Jazz In Polish Cinema - Out Of The Underground 1958-1967 (2014)

Jazz In Polish Cinema

Out Of The Underground 1958-1967


By Maciej Nowotny 

If there is something like Polish jazz as a distinctive phenomenon (which is questioned by the likes of Tomasz Stańko or Michał Urbaniak) it is largely thanks to its close relationship with the movies. Fortunately for both these arts - music and film - starting from year 1956, marking the end of Stalinist era in Poland, up to year 1968, the great exodus of last of Polish Jews from Poland imposed by the communist authorities on mainly its own adherents, Poland for a short while regained a little of its freedom which enabled the renaissance of cultural life. Literature began to flourish once again providing great scripts picked up by young directors fascinated by achievements of Italian neorealism and French New Wave. All these combined with new generation of extremely talented actors adopting the theatrical techniques of Stanislawski into cinema in a manner of Hollywood superstars of that era like James Dean or Marlon Brando provided for emergence of the famous Polish School, arguably the golden era of movie industry in Poland.

But without jazz music this incredible creative leap forward would be impossible or at least incomplete. As Roman Polański remarked thinking about Krzysztof Komeda score for award winning "Rosemary's Baby": "He gave truth to my films. Without his music they would be meaningless".  And such a appreciation of the role not only of Komeda but of whole Polish jazz is not overstatement. One cannot imagine this epoch without jazz which is inextricably intertwined into the fabric of Polish history and culture. It was this moment in its history when jazz was something much more than just music. It was in fact a way of living. If somebody does not understand it he or she would also also not understand its current renaissance. Every Polish inteligent is brought up on these books, films and music. These are our roots. We can appreciate or question them but we cannot ignore them.

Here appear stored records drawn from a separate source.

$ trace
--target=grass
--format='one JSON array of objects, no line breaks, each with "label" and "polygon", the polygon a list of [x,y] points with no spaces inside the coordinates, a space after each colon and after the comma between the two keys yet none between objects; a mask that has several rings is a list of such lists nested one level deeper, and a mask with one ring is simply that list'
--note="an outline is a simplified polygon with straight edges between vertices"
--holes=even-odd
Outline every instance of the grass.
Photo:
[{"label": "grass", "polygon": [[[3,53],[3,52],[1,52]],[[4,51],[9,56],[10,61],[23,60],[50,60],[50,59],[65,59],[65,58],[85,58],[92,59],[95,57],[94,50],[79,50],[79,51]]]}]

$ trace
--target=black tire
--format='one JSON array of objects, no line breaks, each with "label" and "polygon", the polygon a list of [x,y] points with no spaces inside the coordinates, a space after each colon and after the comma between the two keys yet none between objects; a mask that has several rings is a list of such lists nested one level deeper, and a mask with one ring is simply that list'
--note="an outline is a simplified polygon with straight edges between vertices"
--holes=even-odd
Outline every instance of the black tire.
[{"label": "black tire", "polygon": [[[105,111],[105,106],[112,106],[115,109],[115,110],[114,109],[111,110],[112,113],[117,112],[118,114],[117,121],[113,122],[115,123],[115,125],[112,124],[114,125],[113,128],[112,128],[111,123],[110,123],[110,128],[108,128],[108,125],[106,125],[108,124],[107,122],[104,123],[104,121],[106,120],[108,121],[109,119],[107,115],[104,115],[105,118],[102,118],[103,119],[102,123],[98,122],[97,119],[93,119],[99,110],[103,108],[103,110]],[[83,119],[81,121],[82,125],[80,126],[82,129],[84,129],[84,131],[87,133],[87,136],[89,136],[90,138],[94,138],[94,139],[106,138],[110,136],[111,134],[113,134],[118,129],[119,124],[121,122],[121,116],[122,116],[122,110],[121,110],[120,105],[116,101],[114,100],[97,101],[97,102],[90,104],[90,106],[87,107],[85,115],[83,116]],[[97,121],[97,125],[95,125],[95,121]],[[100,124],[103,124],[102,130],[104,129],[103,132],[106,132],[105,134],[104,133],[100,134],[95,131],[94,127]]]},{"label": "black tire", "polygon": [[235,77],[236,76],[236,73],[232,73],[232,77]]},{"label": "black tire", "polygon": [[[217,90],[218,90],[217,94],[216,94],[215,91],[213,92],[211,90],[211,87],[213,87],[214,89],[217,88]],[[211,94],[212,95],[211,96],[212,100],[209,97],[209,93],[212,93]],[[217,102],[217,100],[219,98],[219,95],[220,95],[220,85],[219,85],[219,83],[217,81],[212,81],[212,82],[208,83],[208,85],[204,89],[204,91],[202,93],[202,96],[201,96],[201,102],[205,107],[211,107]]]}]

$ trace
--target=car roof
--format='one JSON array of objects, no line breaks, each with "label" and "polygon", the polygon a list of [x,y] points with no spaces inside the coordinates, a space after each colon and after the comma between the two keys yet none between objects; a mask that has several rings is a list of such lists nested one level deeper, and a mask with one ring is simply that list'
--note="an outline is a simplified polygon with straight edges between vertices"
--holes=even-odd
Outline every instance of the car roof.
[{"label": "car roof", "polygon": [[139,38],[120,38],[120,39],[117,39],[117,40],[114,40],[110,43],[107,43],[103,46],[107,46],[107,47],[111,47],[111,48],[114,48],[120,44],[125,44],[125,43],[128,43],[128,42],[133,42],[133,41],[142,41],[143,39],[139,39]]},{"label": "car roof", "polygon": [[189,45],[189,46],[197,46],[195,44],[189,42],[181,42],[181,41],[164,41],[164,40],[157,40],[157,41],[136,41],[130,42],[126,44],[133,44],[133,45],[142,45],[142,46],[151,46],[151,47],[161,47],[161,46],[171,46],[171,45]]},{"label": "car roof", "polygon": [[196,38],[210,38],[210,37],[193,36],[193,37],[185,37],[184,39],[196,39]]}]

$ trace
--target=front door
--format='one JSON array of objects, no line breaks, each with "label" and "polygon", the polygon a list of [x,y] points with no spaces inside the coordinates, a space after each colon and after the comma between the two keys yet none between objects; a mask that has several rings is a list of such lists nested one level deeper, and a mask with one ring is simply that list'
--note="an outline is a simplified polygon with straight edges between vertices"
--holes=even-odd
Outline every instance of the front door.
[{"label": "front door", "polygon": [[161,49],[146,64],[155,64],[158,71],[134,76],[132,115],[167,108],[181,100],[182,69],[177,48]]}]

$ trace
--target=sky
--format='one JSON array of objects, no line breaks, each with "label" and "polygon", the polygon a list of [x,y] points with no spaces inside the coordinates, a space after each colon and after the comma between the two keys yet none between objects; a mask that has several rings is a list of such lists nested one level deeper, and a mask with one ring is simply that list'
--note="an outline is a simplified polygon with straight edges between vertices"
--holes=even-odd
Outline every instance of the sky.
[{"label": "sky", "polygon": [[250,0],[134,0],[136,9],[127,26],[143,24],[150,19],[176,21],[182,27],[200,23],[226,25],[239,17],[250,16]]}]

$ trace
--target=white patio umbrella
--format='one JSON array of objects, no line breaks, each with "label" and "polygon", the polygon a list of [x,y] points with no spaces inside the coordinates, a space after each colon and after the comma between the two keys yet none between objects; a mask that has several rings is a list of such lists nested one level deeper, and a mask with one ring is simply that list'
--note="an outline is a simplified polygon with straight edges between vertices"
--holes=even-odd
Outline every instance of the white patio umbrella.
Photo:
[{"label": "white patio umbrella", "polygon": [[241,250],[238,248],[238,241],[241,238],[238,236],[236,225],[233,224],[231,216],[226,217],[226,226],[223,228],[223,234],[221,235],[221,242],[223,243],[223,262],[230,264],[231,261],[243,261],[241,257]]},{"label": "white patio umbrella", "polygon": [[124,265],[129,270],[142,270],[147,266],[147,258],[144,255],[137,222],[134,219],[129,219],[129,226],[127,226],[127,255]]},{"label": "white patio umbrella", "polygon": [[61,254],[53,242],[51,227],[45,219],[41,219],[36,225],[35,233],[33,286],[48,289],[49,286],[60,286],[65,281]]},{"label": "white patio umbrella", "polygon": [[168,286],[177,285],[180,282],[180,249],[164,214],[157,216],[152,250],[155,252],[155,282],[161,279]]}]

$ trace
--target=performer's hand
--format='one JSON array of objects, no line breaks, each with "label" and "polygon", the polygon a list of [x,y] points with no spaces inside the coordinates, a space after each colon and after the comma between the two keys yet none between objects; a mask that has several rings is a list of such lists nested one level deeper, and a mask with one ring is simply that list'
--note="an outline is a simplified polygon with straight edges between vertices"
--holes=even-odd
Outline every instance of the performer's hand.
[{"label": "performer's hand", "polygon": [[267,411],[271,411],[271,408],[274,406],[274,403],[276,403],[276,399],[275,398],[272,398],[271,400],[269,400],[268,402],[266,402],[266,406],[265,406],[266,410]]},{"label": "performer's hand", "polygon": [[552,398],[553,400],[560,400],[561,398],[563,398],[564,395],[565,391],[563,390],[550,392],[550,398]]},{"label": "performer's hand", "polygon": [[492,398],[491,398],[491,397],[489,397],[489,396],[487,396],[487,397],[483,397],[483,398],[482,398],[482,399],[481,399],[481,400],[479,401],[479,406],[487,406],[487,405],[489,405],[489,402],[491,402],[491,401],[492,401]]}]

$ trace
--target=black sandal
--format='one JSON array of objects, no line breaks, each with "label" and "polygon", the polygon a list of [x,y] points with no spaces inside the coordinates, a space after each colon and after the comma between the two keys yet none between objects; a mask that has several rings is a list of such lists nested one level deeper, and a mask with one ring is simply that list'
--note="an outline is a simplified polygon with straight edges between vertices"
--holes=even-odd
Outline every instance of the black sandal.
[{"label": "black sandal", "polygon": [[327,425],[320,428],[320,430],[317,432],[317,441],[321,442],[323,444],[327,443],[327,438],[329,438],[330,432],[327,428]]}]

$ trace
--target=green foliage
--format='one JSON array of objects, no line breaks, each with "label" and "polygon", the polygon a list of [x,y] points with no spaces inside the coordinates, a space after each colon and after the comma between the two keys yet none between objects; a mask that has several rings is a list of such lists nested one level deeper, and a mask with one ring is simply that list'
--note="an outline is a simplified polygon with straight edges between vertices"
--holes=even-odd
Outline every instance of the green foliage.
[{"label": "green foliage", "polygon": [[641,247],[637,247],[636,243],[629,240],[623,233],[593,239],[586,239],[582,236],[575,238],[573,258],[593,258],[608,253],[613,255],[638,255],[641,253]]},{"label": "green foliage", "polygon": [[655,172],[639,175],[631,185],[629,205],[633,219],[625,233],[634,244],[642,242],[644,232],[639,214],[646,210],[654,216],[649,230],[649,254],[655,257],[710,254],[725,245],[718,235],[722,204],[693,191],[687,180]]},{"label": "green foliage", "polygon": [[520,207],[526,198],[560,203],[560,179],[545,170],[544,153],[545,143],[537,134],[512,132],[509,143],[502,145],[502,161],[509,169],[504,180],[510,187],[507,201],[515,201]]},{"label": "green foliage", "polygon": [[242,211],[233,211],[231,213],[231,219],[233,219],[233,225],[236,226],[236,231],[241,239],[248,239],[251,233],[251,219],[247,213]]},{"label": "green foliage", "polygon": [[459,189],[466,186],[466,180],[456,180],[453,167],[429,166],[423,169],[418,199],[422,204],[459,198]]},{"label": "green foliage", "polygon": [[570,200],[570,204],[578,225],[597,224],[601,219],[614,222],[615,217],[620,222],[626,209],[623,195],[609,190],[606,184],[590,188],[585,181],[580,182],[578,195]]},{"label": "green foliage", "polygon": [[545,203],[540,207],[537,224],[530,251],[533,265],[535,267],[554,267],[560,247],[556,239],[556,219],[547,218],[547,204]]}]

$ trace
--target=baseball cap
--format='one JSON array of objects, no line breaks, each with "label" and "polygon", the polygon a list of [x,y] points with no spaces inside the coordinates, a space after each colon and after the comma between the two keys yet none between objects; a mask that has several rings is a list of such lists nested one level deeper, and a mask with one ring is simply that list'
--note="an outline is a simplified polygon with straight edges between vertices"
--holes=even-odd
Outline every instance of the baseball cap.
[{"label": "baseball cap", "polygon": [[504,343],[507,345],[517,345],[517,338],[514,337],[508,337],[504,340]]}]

Because of all these reasons this album comprising 5 CDs and delivering ample selection of most notable jazz recordings from Polish movies cannot be anything but success. It is priceless for anybody who wants to plunge himself in the atmosphere of those years and feel the taste of times when yet NOT "everything was for sale". Today we live in a different era when jazz music manages (barely!) to survive only in niche, when good cinema is secluded to small cinemas or low cost cable TV channels. But on the other hand we have freedom of choice (something which at least between 1958-1967 in Poland was great luxury) and it is only up to us what kind of music we choose to listen. So do not hesitate: use your freedom well and you will not be disappointed, especially since this awesome album is beautifully edited, comprising excellently written, full of photographs lines notes (kudos to Adam Sławiński, Selwyn Harris and Monika Okrój!) which in itself is enough to justify the purchase of this outstanding release.